Viernes, 24 de mayo de 2019 3:47 AM

Jóvenes avileños: los principios no son negociables

Es media mañana en el Instituto Preuniversitario Urbano Ernesto Guevara de la Serna, de Ciego de Ávila, y los uniformes azules llenan la plaza y el pasillo central durante el receso.

Cuando el reloj marca las 10:30 antemeridiano suena el timbre, pero los jóvenes no van a sus aulas. Sobre el lustrado pasillo toman inusual asiento. Les toca una clase en la que ellos mismos transmitirán el contenido.

Saben que el tema no irá a sus exámenes docentes habituales, pero sí a las pruebas constantes de la vida. Les toca hablar sobre la futura Carta Magna de Cuba. El diálogo empieza con la amena guía de profesores y dirigentes juveniles. Sin mucha dilación, el alumnado asume el protagonismo.

Arianny Rodríguez Durán manifiesta que la nueva Constitución garantiza su futuro: “Tiene las bases de un porvenir seguro y con el Sí demostraremos a los enemigos de la Revolución que los jóvenes estaremos presentes”.

En la mayoría de los procesos de votaciones anteriores, estos muchachos participaron, pero custodiando las urnas durante su etapa pioneril. Ahora el panorama les cambió, según el criterio de Alain Martínez Poll.

“Es la primera vez que formamos parte de este proceso, al cual hemos seguido desde que surgió hasta el Referendo.
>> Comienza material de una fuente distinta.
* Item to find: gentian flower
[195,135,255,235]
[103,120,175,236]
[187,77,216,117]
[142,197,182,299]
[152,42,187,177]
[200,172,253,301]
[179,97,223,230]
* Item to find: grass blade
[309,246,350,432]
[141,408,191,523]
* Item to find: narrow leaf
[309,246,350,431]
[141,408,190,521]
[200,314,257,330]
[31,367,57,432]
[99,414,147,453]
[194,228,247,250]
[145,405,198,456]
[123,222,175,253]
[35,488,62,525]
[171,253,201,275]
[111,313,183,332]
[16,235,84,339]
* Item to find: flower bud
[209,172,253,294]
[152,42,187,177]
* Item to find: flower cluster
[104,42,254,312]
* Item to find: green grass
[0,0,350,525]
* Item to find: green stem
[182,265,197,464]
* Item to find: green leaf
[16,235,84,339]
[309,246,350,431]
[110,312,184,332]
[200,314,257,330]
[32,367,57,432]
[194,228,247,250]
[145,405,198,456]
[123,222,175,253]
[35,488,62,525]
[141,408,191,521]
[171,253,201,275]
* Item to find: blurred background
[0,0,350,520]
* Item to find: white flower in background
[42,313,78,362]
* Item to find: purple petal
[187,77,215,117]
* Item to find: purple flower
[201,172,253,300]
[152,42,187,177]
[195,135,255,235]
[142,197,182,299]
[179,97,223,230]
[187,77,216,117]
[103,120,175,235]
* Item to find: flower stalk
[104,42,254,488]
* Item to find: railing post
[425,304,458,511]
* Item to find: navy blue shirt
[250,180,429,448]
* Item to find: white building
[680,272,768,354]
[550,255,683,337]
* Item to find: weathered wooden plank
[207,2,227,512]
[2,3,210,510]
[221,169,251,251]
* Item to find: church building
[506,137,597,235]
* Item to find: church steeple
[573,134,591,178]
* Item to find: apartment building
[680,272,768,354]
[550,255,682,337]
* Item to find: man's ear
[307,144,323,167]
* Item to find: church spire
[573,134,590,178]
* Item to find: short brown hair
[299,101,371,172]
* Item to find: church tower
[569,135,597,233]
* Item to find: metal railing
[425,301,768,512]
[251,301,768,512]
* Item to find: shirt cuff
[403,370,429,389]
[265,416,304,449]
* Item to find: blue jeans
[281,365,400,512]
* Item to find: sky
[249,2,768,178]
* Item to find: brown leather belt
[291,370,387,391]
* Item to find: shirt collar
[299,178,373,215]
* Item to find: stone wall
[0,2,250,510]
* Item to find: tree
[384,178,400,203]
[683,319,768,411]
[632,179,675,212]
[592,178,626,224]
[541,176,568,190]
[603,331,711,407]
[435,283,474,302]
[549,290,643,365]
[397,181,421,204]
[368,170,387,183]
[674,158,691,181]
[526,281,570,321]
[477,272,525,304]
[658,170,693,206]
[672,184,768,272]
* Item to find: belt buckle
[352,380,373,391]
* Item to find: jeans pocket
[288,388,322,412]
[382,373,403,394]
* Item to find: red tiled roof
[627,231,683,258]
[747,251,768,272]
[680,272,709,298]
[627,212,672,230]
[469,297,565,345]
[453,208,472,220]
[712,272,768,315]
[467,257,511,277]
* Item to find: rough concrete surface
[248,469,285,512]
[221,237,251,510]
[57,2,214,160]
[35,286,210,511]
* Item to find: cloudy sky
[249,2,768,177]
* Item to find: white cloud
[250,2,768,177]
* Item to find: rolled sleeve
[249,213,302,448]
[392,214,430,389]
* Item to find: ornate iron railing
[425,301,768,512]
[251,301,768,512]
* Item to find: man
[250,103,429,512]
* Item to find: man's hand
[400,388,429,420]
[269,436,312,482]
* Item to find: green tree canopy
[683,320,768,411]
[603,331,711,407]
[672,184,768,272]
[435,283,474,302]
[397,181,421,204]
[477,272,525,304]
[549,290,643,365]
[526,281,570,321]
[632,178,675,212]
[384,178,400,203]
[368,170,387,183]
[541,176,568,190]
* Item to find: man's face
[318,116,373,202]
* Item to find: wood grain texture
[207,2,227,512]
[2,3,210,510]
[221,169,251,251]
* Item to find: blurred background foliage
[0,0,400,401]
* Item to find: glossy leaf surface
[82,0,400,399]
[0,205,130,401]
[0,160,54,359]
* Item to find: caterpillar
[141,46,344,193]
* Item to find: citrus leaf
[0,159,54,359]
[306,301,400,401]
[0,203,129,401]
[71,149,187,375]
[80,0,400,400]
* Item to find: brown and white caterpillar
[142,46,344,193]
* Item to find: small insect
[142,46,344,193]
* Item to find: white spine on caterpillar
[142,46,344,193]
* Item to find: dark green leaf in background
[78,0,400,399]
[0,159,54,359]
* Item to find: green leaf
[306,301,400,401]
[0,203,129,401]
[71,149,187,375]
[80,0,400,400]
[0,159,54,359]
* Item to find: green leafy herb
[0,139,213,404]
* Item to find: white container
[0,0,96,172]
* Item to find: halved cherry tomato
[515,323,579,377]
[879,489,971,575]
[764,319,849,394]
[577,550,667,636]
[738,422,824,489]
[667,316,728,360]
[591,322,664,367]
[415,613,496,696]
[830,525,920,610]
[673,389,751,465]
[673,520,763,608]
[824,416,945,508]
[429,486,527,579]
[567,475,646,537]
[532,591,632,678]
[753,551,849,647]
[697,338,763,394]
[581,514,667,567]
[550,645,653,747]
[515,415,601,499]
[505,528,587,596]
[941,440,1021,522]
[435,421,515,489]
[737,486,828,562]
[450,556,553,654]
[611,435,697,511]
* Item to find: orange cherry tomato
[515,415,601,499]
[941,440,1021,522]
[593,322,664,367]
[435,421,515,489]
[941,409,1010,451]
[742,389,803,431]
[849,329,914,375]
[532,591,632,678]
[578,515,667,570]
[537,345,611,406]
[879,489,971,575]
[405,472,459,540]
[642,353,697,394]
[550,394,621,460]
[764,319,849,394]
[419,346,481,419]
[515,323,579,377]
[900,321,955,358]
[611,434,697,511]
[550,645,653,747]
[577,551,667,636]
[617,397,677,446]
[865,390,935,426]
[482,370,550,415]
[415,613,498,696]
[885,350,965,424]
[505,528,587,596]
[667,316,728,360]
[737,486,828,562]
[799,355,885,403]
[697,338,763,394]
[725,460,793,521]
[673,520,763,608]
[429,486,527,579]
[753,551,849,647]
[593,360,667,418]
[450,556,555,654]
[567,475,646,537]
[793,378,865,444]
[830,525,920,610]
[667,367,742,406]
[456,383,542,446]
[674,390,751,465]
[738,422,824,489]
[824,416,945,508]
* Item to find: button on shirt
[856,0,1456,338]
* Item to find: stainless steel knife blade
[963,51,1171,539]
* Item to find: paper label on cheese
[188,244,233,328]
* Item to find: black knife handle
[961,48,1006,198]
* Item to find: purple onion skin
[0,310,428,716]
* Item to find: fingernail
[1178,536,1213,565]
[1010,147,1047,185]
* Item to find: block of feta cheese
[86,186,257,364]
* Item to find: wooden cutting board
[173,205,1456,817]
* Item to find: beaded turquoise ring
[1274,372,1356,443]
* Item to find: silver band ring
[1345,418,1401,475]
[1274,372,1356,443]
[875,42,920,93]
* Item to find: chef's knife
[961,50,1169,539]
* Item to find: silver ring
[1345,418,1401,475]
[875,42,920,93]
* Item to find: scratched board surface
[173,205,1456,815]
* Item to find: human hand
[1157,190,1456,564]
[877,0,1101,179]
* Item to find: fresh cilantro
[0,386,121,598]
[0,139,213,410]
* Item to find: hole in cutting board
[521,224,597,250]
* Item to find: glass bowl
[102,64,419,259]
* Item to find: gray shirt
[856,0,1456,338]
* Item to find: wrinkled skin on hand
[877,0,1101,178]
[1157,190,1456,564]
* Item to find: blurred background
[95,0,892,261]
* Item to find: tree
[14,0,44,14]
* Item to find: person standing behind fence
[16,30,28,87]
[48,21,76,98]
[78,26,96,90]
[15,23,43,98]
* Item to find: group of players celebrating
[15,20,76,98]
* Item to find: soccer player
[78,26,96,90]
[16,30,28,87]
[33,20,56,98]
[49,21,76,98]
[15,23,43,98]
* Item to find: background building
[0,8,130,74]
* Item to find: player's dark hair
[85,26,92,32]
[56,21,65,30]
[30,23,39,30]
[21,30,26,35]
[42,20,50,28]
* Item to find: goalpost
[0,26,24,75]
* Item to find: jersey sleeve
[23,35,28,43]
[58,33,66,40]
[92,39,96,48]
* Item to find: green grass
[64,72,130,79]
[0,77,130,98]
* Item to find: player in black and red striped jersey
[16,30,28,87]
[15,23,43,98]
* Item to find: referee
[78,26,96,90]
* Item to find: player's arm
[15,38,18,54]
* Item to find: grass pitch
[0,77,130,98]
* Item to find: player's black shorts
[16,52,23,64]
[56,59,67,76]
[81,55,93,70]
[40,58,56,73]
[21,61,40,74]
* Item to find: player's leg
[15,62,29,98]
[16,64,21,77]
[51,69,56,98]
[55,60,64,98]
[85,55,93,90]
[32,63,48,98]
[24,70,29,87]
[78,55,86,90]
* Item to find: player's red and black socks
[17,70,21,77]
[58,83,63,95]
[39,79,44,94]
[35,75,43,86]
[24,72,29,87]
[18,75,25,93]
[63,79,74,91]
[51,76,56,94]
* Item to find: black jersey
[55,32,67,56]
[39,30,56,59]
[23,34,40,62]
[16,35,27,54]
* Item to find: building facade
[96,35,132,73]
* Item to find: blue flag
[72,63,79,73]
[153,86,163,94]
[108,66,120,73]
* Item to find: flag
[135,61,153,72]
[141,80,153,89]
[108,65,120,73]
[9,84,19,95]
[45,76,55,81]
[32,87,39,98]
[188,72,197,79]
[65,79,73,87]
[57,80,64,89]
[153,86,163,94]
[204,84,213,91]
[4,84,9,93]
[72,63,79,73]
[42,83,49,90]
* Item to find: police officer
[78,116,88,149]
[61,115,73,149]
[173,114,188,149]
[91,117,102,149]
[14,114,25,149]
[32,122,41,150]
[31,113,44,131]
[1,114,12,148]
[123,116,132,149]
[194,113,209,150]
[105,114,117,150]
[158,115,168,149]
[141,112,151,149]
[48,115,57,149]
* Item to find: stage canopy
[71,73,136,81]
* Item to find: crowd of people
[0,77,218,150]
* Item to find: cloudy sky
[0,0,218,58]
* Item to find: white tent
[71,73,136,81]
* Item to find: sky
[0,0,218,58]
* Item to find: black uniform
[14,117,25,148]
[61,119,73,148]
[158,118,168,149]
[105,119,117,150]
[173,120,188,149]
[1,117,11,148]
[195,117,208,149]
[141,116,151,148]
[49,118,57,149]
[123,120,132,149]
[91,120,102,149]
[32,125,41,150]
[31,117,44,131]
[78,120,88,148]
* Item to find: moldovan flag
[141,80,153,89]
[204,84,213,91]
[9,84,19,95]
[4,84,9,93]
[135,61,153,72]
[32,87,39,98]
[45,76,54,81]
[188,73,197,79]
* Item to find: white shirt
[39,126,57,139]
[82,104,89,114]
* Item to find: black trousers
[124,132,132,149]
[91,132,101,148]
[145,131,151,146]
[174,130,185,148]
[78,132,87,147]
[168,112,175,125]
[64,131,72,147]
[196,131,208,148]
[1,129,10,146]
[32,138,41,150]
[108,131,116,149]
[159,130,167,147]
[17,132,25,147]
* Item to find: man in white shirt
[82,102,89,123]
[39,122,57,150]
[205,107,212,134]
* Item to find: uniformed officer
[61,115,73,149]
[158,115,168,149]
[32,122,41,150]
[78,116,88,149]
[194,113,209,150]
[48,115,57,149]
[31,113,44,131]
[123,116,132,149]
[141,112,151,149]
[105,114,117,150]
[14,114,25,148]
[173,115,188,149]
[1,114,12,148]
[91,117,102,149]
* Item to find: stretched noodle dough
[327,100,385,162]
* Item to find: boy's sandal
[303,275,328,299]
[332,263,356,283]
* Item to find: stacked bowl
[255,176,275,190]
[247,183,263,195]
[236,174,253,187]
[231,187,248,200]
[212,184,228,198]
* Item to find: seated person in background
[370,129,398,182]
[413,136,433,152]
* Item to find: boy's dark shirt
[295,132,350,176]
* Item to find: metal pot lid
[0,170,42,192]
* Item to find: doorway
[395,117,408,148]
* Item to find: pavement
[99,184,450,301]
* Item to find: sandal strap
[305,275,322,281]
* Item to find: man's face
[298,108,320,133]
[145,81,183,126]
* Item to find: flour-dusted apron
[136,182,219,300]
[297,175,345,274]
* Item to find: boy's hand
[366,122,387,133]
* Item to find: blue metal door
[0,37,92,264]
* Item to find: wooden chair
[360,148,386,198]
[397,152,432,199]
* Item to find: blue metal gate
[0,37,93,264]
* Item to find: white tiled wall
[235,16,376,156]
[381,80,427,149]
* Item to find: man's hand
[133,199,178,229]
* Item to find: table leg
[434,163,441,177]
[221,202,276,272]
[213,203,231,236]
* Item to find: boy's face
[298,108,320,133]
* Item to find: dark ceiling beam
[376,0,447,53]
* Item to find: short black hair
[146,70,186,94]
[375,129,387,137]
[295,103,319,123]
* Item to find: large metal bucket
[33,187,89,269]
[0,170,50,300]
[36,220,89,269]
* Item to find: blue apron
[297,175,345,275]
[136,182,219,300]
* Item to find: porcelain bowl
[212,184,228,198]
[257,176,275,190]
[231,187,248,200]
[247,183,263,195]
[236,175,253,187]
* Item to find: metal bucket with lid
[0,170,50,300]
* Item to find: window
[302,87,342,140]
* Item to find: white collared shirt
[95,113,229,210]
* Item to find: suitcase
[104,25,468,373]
El documento por el cual votaremos, lo hemos elaborado nosotros, y tiene en cuenta mis derechos y deberes. Me siento satisfecho con su resultado y votaré a su favor. En verdad no me imagino hacer lo contrario, pues me quedaría con un cargo de conciencia para toda mi vida.

EstudiantesPara Alain, el No resulta inconcebible

La práctica en la mayoría de los planteles avileños refleja que el movimiento estudiantil mantiene su apoyo al desarrollo de una Cuba próspera y sostenible.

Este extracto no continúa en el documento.